Edwin Wright’s Tom Wingfield is astutely judged, revealing just the right amount of burden and frustration, quietly simmering in the prologue, building into inevitable outburst and drunkenness. Wright plays him with excellent conviction throughout, as Tom struggles more and more to keep it together in his closeted life. 

Richard Knowles takes full advantage of the hope and optimism for a brighter future that Tennessee Williams injects into Jim O’Connor, delivering an intelligent portrayal of the likable, yet slightly too enthusiastic man.

It is easy to be draw into Antonia Prebble’s achingly timid and awkward Laura Wingfield. Her performance is captivating, as she tip-toes on egg shells around her mother, then relaxes in the comfort of her loving sibling Tom, then slowly overcomes her painful shyness enough to finally dialogue with her gentleman caller, Jim. Prebble and Knowles are particularly engaging together, as he finishes sentences for her, and she says so much with a simple well timed, “oh”. It is simply a wonderful scene. 

Elizabeth Hawthorne as faded Southern Belle and overbearing mother, Amanda Wingfield, is right at home in the role, missing no opportunity to control, dominate and relish the limelight. It is a finely formed and impressive performance, from the start. 

John Parker’s revolving set design captures the cramped conditions of the Wingfield’s apartment, yet the changing angles allow us a variety of interesting perspectives into the singular space. With his palette of faded beige and sepia, Parker also captures the confusion, depression and lost opportunities that defined so much of America in the 1930s.

Costume designer Elizabeth Whiting adopts similar appropriate tones, then pulls out all the stops with two fabulous frocks, fitting for the all-important occasion of the gentlemen caller. Laura’s baby blue satin dress shows the young lady as innocent, yet divine and Jim’s chartreuse Dick Tracey Suit is wonderfully dapper, yet slightly overstated, just like the recently empowered Jim. Like Amanda herself, her outfit from her hey-days is busy, full of frills, bows and completely overstated. 

Bonnie Burrill’s debut for ATC as Lighting Designer is a triumph. Dappled light, dimly lit corners and long shadows, evoke the jaded daily routine of the Wingfield’s impoverished life, devoid of brightness and colour.
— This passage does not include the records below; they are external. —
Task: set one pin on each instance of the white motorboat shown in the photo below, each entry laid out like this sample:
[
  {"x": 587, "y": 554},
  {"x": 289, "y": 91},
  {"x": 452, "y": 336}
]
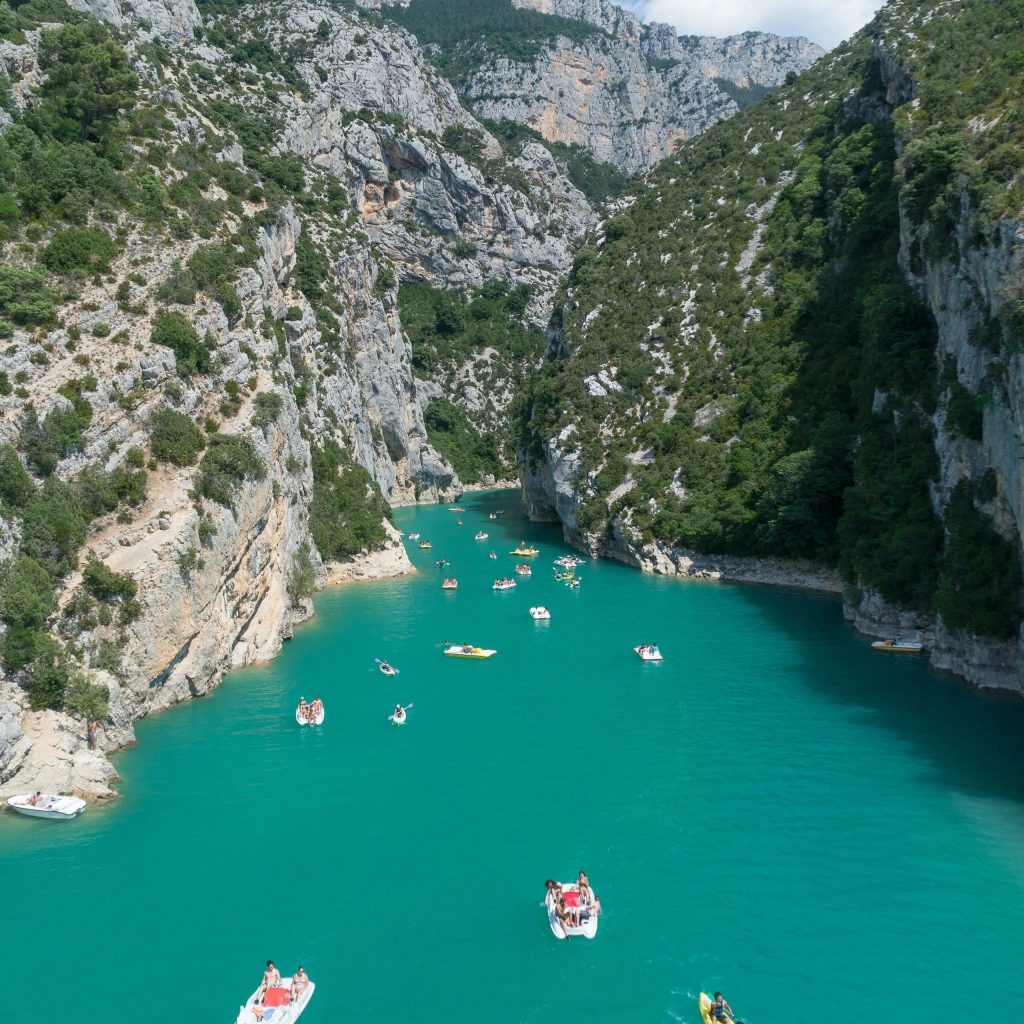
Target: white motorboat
[
  {"x": 46, "y": 805},
  {"x": 899, "y": 646},
  {"x": 468, "y": 650},
  {"x": 276, "y": 1006},
  {"x": 648, "y": 652},
  {"x": 588, "y": 922},
  {"x": 301, "y": 716}
]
She peppers this drab world with simple details that say so much, such as the prism of light created by wannabe-poet Tom, at the top of the show.
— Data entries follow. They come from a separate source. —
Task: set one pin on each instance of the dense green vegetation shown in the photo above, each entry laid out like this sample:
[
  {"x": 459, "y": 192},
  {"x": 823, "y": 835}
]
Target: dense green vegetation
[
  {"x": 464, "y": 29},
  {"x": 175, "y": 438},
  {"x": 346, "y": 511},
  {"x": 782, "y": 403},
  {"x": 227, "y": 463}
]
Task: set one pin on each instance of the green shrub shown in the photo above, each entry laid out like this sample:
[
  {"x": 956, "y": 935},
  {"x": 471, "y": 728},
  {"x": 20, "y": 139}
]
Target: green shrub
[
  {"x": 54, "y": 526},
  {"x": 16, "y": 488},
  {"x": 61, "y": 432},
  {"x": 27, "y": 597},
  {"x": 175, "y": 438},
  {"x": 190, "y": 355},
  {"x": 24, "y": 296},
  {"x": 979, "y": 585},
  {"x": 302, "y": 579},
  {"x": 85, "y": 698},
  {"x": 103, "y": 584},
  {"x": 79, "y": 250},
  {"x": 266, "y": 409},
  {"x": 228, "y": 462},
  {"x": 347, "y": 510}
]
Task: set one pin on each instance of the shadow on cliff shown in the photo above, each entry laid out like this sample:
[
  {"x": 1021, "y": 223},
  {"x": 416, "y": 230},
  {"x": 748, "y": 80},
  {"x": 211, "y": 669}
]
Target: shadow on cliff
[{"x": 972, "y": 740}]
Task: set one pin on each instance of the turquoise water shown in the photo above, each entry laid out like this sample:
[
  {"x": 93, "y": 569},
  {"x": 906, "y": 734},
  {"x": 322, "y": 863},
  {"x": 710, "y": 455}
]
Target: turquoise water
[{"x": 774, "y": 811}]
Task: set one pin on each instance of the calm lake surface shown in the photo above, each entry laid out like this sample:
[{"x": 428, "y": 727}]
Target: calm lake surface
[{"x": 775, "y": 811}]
While many of Video Designer Simon Barker’s projections are smoothly captivating – such as the bleak factory floor backdrop, and the oversized portrait of the deserting dad (which slowly reduces in appearance then fades in and out of the narrative) – at other times, the projection work is a tad gratuitous. I’m not sure the pre-show projections, which include words and phrases (such as the title of the play) on boxes scattered around stage, add much to the audience’s experience. Perhaps they are supposed to be Tom’s scribbles from the factory floor but personally, they left me more confused than intrigued. In the same way, projections that mirror the narrative exactly, can feel obvious, even redundant. 

Similarly, while much of Adrian Hollay’s very pleasing Sound Design sets mode and scene beautifully – such as the atmospheric audio as we walk in and incidental music throughout – overall, there is so much supporting audio that the text and the performances are seldom allowed to simply speak for themselves. Too much of a good thing?
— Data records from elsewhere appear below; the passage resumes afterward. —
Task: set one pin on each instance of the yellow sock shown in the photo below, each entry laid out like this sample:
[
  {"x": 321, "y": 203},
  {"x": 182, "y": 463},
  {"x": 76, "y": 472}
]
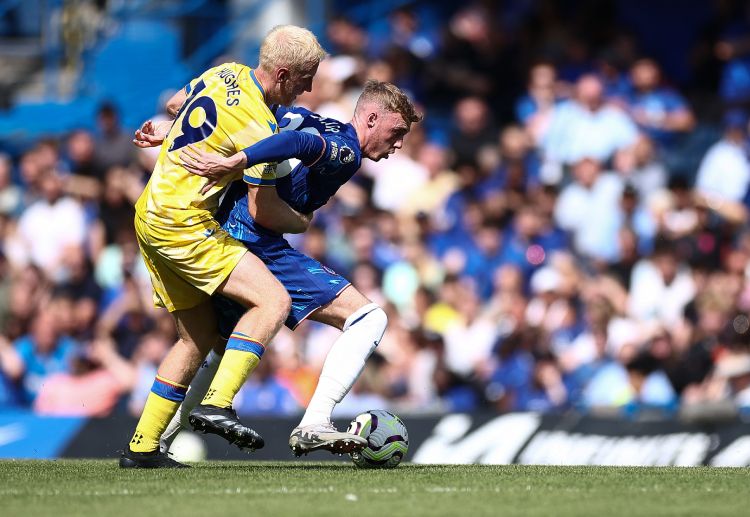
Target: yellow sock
[
  {"x": 161, "y": 405},
  {"x": 241, "y": 357}
]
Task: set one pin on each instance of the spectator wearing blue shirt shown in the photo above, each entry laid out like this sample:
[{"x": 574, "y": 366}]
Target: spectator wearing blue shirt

There are a couple of moments in the overall direction that feel very anomalous to me. First, so much care is taken with the authenticity and style of the furniture and props, such as the transistor radio and gramophone, that I find it odd that the opening meal plus the all-important supper are mimed.

Likewise, with so many audio offerings, even to the point of a pre-recorded cheesy ‘Disney-like’ sound effect when Tom refers to a ‘magic scarf’, it seems very peculiar to therefore direct Tom to provide his own (vocalized) ‘door bell’ when he brings gentleman caller Jim home for supper. 

Put these small personal matters to one side and, overall, this is a stylish production of a timeless Southern classic that is well worth the drive to the Eastern Suburbs.